I'm curious, I've always done both on my own for my own personal enjoyment and never until recently began even to think about doing either professionally. I'm curious how you got your start for your first paying gig as either?


----------



## Vasks (Dec 9, 2013)

I don't think of myself as a professional player, but I've been paid numerous times to play my trumpet for weddings, church services, dance band gigs, etc.

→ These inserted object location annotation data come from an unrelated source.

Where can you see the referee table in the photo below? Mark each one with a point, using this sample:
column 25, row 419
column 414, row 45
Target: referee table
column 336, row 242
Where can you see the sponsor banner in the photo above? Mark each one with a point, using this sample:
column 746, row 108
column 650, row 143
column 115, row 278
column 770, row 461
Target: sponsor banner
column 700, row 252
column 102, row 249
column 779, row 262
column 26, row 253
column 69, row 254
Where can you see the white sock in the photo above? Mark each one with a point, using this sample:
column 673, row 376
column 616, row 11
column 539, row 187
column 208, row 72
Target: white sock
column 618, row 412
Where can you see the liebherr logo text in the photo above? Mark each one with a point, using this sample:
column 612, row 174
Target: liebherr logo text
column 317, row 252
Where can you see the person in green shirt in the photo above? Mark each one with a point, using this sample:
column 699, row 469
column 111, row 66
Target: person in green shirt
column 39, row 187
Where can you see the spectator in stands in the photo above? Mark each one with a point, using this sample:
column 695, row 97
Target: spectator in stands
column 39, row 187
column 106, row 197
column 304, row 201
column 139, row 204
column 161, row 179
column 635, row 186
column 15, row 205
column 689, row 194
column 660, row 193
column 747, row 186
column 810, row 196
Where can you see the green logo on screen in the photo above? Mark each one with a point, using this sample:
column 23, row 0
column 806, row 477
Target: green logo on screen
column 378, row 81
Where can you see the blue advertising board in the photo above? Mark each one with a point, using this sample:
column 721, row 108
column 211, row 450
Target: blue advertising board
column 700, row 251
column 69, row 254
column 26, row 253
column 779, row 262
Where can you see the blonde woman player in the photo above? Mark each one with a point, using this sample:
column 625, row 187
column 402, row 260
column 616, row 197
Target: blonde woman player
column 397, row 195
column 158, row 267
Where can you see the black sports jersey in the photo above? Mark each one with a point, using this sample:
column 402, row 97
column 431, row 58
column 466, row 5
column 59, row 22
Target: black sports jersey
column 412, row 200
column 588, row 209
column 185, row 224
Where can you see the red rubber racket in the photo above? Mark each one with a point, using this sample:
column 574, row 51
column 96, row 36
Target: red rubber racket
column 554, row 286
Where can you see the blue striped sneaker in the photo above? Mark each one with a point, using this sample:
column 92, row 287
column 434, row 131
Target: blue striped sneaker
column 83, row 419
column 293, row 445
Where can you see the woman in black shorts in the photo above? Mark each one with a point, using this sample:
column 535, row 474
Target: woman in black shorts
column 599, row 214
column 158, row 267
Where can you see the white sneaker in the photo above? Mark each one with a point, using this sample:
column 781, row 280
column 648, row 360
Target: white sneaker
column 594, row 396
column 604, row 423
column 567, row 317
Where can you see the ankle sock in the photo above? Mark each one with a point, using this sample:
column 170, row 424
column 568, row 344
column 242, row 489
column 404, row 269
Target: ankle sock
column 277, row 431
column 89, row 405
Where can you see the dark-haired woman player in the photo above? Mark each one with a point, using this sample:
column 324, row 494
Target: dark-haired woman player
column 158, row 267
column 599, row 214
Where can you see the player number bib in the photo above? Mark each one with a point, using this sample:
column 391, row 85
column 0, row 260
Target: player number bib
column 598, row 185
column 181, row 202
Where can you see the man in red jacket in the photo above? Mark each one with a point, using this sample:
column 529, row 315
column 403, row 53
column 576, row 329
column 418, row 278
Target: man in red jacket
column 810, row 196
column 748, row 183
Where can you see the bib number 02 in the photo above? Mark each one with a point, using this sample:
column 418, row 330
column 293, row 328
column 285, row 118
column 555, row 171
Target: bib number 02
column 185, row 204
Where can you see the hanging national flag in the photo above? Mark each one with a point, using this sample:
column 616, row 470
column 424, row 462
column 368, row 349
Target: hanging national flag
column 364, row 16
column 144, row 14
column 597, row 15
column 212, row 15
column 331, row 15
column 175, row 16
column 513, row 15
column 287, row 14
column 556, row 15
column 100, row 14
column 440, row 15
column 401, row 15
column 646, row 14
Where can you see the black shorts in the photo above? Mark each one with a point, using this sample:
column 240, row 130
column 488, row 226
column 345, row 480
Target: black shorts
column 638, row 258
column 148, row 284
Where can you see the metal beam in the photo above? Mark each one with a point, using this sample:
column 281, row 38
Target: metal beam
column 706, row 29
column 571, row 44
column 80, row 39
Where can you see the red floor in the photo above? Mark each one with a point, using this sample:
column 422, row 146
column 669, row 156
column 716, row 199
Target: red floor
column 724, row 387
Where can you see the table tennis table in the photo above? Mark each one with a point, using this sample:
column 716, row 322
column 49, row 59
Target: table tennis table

Professionally as a composer, my first $$ came during my undergraduate days (40+ years ago) when a few of my pieces were published and I became a member of ASCAP. Since then with more publications (and the royalties that they yield) and performances that ASCAP surveyed (which yields $$) and a handful of paid commissions, why I probably raked in a total of a few thousand dollars...that's total over 40 years...glad I never quit my day job:lol:


----------



## Huilunsoittaja (Apr 6, 2010)

I'm a quasi-professional flutist. I have a BM degree in flute performance, but I'm not making money yet, really. I might not have any students to teach this summer even, it's a hard area to reach out to where I live, low income and low interest. But I will have a nicely-paying gig in a week. I also do the rigmarole of career development events, like Summer Music Festivals (going to one in 2 weeks!), Masterclasses, and Competitions. It's a part of our life.

I will start my Masters in Music (MM) degree in Cincinnati this Fall, and I hope to really barrel down on my entrepreneurship then. I want to teach, play gigs, do other musical jobs. As of now I'm in transition so I've not really done anything in the past year except a _few _gigs, 1 student, and grad school application process.

I started playing flute in 4th grade and was good at it immediately. I was recommended to take lessons that year and in 5th grade I started. I just liked flute, but I didn't think much of it at first. Then in 6th grade, I had a breakthrough moment when I heard Holst's _Jupiter _for the first time, and that's what really got me seriously into classical although I knew plenty of classical before then. And then it became more than that. I wasn't satisfied just listening to the music, I wanted to be a part of it, to play it one day. And that's how I discovered I wanted to be a professional. That was between 6th and 7th grade, and I also got a new teacher in 8th grade who started helping me on that journey. Now when I think about it, it really was such a natural experience that I can hardly recall the time before when I wasn't interested in being a professional musician. It just happened. I guess I played flute for 2-3 years before I made up my mind. I would say encouraging teachers also made that decision easier, because they all told me I had huge potential and only needed more training.


----------